Now, in conclusion, if Your Honor pleases, I would like at this time to summarize briefly the proof concerning the Reichsregierung.

From 1933 to the end of the war, the Reichsregierung comprised the dominant body of influence and leadership below Hitler in the Nazi Government. The three subdivisions were included in the term Reichsregierung in the Indictment: the ordinary Cabinet, the Secret Cabinet Council, and the Council of Ministers for Defense of the Reich. Yet in reality there existed only an artificial, illusory boundary between the three.

The predominant subdivision was, of course, the ordinary Cabinet, which was commonly referred to as the Reichsregierung. In it were the leading political and military figures in the Nazi Government.

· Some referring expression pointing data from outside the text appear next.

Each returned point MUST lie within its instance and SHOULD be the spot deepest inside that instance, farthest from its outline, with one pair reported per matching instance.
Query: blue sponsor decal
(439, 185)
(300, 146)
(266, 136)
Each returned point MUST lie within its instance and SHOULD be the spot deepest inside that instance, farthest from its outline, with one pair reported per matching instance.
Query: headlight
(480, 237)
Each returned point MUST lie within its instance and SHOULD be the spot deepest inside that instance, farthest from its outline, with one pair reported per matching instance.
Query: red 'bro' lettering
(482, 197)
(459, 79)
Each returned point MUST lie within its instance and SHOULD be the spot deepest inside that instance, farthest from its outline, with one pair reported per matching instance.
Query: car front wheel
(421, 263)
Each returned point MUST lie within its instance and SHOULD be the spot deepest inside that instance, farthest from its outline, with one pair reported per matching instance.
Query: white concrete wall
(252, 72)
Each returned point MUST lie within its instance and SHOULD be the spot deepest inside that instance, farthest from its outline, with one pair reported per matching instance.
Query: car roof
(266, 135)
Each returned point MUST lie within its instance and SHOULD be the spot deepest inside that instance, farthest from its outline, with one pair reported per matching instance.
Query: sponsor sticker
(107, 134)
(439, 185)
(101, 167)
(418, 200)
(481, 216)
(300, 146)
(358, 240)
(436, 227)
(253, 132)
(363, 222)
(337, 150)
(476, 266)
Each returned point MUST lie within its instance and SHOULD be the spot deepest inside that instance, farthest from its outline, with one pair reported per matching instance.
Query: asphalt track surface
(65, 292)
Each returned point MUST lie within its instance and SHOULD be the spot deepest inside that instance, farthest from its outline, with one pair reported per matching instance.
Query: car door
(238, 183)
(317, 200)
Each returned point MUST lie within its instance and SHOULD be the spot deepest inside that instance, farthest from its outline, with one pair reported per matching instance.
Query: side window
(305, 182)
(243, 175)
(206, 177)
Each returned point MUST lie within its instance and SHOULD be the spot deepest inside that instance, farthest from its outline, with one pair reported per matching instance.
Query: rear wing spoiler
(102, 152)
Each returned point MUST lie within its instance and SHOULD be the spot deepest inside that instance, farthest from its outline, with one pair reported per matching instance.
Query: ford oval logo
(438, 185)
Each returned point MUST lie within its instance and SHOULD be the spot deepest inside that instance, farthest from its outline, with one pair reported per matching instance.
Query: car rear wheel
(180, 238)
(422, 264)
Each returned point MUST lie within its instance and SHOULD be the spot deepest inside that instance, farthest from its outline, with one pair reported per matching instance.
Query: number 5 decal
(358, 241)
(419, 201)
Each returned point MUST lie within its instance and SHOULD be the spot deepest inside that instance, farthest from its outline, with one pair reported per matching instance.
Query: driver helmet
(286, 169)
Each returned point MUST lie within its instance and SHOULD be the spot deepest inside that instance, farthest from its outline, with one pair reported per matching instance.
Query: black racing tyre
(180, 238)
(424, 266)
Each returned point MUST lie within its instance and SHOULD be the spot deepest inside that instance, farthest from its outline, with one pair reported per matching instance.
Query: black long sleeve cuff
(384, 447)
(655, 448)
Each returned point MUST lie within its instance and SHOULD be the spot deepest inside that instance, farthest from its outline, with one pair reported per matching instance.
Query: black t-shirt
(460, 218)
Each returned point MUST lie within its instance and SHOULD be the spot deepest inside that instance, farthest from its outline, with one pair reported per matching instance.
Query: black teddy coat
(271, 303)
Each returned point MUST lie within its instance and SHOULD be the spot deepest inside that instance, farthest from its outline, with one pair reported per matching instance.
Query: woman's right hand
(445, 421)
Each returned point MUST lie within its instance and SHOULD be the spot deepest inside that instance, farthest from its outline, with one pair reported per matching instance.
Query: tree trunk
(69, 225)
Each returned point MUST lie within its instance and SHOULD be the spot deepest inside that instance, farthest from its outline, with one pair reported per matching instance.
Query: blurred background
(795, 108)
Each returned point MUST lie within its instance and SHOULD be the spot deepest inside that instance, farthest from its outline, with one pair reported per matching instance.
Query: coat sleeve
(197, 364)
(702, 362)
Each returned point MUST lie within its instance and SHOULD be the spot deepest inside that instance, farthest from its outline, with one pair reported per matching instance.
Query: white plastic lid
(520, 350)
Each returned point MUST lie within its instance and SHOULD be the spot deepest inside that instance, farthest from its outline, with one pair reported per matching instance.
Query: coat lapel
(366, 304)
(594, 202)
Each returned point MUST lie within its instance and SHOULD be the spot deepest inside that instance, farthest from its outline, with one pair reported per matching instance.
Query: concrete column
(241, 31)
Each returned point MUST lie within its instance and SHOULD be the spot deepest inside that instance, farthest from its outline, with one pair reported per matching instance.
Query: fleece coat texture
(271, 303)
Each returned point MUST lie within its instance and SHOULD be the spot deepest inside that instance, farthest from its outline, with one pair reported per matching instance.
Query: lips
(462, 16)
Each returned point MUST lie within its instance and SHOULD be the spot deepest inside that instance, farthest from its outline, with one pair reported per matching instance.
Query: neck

Seventeen of the 22 defendants before this Tribunal were integral parts of the ordinary Cabinet.

I should like now to name these defendants and to indicate the positions they held in the Reichsregierung:

Martin Bormann, Leader of the Party Chancellery; Karl Dönitz, Commander-in-Chief of the Navy; Hans Frank, Reich Minister without Portfolio; Wilhelm Frick, Minister of the Interior, Plenipotentiary for Reich Administration; Walter Funk, Minister of Economics, Plenipotentiary for Economy; Hermann Göring Minister for Air, Reich Forest Master; Rudolf Hess, Deputy of the Führer Wilhelm Keitel, Chief of the OKW; Constantin H. K. von Neurath, Minister for Foreign Affairs, President of the Secret Cabinet Council; Franz von Papen, Vice-Chancellor; Erich Raeder, Commander-in-Chief of the Navy; Joachim von Ribbentrop, Minister for Foreign Affairs; Alfred Rosenberg, Minister of the Occupied Eastern Territories; Hjalmar Schacht, Acting Minister of Economics, Reich Minister without Portfolio, President of the Reichsbank, Plenipotentiary for War Economy; Baldur von Schirach, Reich Youth Leader; Arthur Seyss-Inquart, Reich Minister without Portfolio; and finally, Albert Speer, Minister for Armaments and War Production.

From the ordinary Cabinet there came not only the members of the Secret Cabinet Council and the Council of Ministers for Defense of the Reich, but also the members of the war planning group, the Nazi secret Reich Defense Council. When it was deemed essential for the purposes of the conspiracy to wage aggressive war, that power was concentrated in a few individuals. Again these individuals were drawn from the ordinary Cabinet. Thus the Plenipotentiaries for Economy and Administration were also Ministers of the ordinary Cabinet, and they were also members of the Reich Defense Council and Ministerial Council.

Under them were grouped practically all the ministers of the ordinary Cabinet.